Shirah and Sarah’s guide to cuffing season (Teams Edition)

Shirah+and+Sarah%E2%80%99s+guide+to+cuffing+season+%28Teams+Edition%29

Graphic by Sarah Morgan

Sharah Lorgan

Hello subscribers who love us so! We can imagine you have been wandering around aimlessly this month, without your October satire. Well, wander no more! As many of you are aware, cuffing SZN is upon us. Last year we told you how to cuff that sophomore in your music class, but unfortunately, school is online this year! This has seriously limited our mating pool. Therefore, the lovely and generous Sharah Lorgan is here to give you some surefire tips to bag that student whose video you pin in secret.

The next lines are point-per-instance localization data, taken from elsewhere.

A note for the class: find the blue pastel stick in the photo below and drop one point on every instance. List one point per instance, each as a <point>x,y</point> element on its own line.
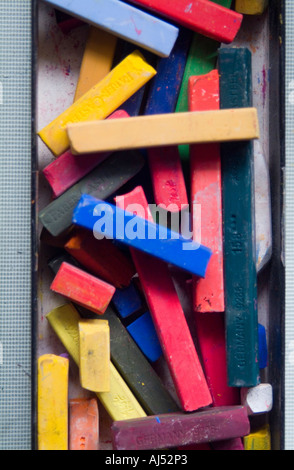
<point>107,220</point>
<point>127,301</point>
<point>262,346</point>
<point>125,21</point>
<point>165,86</point>
<point>144,334</point>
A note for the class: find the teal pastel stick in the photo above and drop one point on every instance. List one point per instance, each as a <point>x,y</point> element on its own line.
<point>238,227</point>
<point>125,21</point>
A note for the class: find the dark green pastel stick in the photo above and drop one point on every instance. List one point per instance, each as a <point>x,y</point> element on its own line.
<point>129,360</point>
<point>102,182</point>
<point>238,227</point>
<point>201,59</point>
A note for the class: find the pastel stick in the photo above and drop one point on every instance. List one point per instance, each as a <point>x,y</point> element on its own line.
<point>100,101</point>
<point>81,287</point>
<point>164,163</point>
<point>210,328</point>
<point>66,22</point>
<point>163,129</point>
<point>101,258</point>
<point>259,439</point>
<point>171,430</point>
<point>107,220</point>
<point>136,369</point>
<point>206,192</point>
<point>97,60</point>
<point>144,334</point>
<point>124,21</point>
<point>116,171</point>
<point>134,104</point>
<point>202,16</point>
<point>127,301</point>
<point>83,424</point>
<point>119,402</point>
<point>66,170</point>
<point>52,384</point>
<point>128,359</point>
<point>172,330</point>
<point>239,228</point>
<point>201,60</point>
<point>262,347</point>
<point>251,7</point>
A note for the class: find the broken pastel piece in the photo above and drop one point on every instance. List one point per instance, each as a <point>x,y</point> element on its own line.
<point>160,130</point>
<point>202,16</point>
<point>206,194</point>
<point>81,287</point>
<point>107,220</point>
<point>100,101</point>
<point>83,424</point>
<point>171,430</point>
<point>125,21</point>
<point>172,330</point>
<point>119,402</point>
<point>102,258</point>
<point>52,402</point>
<point>101,182</point>
<point>94,339</point>
<point>97,60</point>
<point>237,159</point>
<point>68,169</point>
<point>251,7</point>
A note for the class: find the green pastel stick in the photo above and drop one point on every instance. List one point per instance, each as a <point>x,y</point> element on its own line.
<point>237,159</point>
<point>201,60</point>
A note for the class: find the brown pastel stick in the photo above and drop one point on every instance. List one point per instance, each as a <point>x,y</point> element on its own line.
<point>83,424</point>
<point>177,429</point>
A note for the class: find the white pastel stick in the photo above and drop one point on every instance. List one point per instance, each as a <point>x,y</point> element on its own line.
<point>257,399</point>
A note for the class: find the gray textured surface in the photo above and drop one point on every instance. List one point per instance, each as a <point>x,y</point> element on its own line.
<point>289,225</point>
<point>15,221</point>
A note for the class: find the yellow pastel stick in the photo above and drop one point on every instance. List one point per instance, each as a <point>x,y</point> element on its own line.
<point>164,129</point>
<point>52,402</point>
<point>97,60</point>
<point>258,440</point>
<point>95,355</point>
<point>251,7</point>
<point>100,101</point>
<point>119,402</point>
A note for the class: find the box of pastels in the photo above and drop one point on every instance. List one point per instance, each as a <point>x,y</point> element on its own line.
<point>158,299</point>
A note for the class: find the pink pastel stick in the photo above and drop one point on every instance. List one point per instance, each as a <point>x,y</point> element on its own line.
<point>210,329</point>
<point>167,177</point>
<point>206,195</point>
<point>68,169</point>
<point>168,317</point>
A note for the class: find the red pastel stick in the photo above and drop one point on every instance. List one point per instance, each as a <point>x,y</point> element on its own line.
<point>168,317</point>
<point>82,288</point>
<point>83,424</point>
<point>210,329</point>
<point>68,169</point>
<point>206,194</point>
<point>101,258</point>
<point>202,16</point>
<point>167,177</point>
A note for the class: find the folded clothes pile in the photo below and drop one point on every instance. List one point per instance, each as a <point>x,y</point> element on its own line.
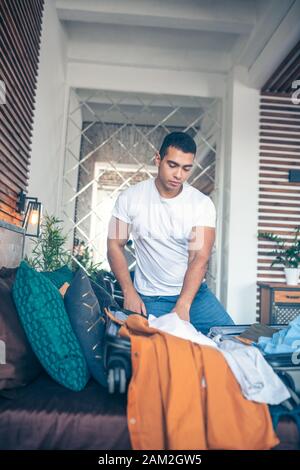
<point>287,340</point>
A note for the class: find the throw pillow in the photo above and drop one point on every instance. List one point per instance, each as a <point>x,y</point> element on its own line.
<point>59,276</point>
<point>18,363</point>
<point>88,322</point>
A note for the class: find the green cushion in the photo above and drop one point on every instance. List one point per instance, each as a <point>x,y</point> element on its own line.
<point>46,323</point>
<point>59,276</point>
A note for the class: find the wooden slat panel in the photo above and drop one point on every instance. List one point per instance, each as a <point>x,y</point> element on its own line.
<point>279,199</point>
<point>19,42</point>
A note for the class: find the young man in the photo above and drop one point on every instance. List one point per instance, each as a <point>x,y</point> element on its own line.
<point>173,228</point>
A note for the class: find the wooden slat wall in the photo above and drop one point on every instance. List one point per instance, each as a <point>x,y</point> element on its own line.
<point>279,200</point>
<point>20,31</point>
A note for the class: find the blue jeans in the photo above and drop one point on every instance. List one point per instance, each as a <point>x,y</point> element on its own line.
<point>206,311</point>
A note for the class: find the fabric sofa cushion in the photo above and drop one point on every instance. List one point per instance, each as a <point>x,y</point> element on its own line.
<point>18,363</point>
<point>46,323</point>
<point>88,322</point>
<point>59,276</point>
<point>105,299</point>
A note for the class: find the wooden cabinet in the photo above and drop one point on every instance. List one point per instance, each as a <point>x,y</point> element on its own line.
<point>279,303</point>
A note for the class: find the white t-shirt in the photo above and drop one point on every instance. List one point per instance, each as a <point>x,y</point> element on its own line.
<point>160,228</point>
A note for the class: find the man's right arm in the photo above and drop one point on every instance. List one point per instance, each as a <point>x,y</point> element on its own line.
<point>118,234</point>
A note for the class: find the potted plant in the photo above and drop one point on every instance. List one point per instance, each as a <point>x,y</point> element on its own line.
<point>286,254</point>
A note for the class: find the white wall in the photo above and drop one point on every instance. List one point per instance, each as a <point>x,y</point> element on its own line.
<point>238,255</point>
<point>71,169</point>
<point>48,131</point>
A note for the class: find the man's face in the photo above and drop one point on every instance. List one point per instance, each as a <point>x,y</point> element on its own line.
<point>174,168</point>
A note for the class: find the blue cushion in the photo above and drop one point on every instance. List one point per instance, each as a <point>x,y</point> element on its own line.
<point>88,322</point>
<point>47,326</point>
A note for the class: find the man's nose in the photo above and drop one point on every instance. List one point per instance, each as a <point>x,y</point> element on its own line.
<point>178,173</point>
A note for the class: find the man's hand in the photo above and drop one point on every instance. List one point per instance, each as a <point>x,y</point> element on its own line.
<point>182,310</point>
<point>133,302</point>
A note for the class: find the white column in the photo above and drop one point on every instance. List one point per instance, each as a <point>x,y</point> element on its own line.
<point>240,197</point>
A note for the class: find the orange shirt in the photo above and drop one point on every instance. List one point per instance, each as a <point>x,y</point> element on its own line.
<point>184,396</point>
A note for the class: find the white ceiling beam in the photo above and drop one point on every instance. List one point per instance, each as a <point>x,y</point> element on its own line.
<point>145,80</point>
<point>281,43</point>
<point>232,16</point>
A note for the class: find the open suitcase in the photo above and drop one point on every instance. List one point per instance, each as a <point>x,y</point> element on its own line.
<point>116,354</point>
<point>117,358</point>
<point>286,366</point>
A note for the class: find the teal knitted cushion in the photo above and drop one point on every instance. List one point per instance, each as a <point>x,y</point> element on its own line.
<point>59,276</point>
<point>46,323</point>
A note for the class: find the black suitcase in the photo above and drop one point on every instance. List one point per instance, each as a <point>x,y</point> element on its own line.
<point>117,353</point>
<point>285,365</point>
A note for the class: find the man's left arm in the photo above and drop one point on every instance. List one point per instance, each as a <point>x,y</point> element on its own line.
<point>199,249</point>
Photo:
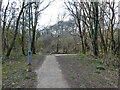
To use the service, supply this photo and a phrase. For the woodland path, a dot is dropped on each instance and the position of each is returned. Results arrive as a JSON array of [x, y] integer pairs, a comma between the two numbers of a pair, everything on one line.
[[50, 75]]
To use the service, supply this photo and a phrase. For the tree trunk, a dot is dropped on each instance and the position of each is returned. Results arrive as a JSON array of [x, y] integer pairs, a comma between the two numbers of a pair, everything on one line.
[[23, 33], [95, 47], [0, 30], [3, 30], [15, 34]]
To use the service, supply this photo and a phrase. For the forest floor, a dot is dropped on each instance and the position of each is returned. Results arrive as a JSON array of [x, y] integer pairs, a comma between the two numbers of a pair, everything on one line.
[[15, 72], [78, 70], [84, 71]]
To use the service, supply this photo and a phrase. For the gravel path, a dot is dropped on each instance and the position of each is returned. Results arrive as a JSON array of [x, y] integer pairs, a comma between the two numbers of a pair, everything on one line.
[[50, 75]]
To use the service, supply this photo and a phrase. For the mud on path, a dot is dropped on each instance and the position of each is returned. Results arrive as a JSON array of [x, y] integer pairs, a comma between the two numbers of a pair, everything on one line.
[[81, 73], [49, 75]]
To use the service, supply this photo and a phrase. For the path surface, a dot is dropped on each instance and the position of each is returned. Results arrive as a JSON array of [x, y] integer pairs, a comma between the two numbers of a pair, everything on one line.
[[50, 75]]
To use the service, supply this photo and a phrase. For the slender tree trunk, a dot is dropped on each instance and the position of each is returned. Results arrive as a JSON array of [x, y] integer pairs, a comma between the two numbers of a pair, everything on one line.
[[15, 33], [3, 30], [95, 48], [0, 31], [23, 33], [34, 32]]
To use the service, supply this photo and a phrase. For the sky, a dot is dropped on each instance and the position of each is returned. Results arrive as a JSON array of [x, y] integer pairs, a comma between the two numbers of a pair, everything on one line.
[[49, 15]]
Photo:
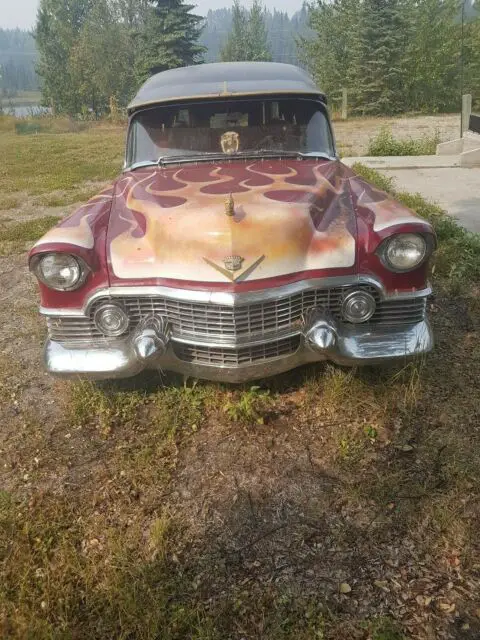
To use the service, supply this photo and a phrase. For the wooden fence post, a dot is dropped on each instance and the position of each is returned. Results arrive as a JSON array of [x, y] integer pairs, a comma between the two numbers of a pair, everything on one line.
[[466, 112], [344, 112]]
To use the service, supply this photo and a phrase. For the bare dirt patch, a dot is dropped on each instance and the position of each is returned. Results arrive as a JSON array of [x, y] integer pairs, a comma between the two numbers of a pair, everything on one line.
[[356, 500], [354, 135]]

  • Keep your camera on. Recording devices stay ON during bathroom breaks. Your crush needs to know the quirky and authentic person you are, even if they keep their camera off all class like loser weirdos. (Imagine leaving your teacher all alone to stare at names on screens? Rude, hurtful, disrespectful. We would NEVER. Lolz.)
  • Ask HurtBae for dating advice. He knows what to do. Trust him <3
  • Take them on a socially distant date through Wilson. We know it sucks that you and your future lover must stand six feet apart, but nothing says “have my children” quite like a walk through the art wing (when it’s not flooded, of course).
  • Get tested with them. For COVID and other illnesses… you know… the s*xually transmitted ones… 
  • Vote! Haha, we are kidding guys don’t vote haha it doesn’t matter.
  • Invite them to Foco. Did you hear? It’s not bad if you and all 27 of your closest friends have a party in your backyard! It still counts as social distancing! So go ahead, get dressed up. COVID will go away on its own!
  • Kiss them through the phone. 678-999-8212.
  • Send nood(le)s through Teams. We aren’t saying we endorse this. We are just saying that you could potentially impress them with your boldness. And pasta-making ability.
  • Pacer-test date. Simulate our favorite school activity at Fort Reno! It’s pretty easy to socially distance, and we have the script right here for you: “The FitnessGram™ PACER Test is a multistage aerobic capacity test that progressively gets more difficult as it continues. The 20-meter pacer test will begin in 30 seconds. Line up at the start. The running speed starts slowly but gets faster each minute after you hear this signal. [beep] A single lap should be completed each time you hear this sound. [ding] Remember to run in a straight line, and run as long as possible. The second time you fail to complete a lap before the sound, your test is over. The test will begin on the word start. On your mark, get ready, start.”

There you have it. We can assure you these work as we have tried every single one of them on each other and they worked. Sometimes Sharah says to Sharah, “Remember when we had that Pacer Test date?” And Sharah will respond, “Yes, it was amazing.” And then Sharah says to Sharah, “Remember when I showed you my pasta over Teams?” and the other Sharah says, “Yes, that was weird.”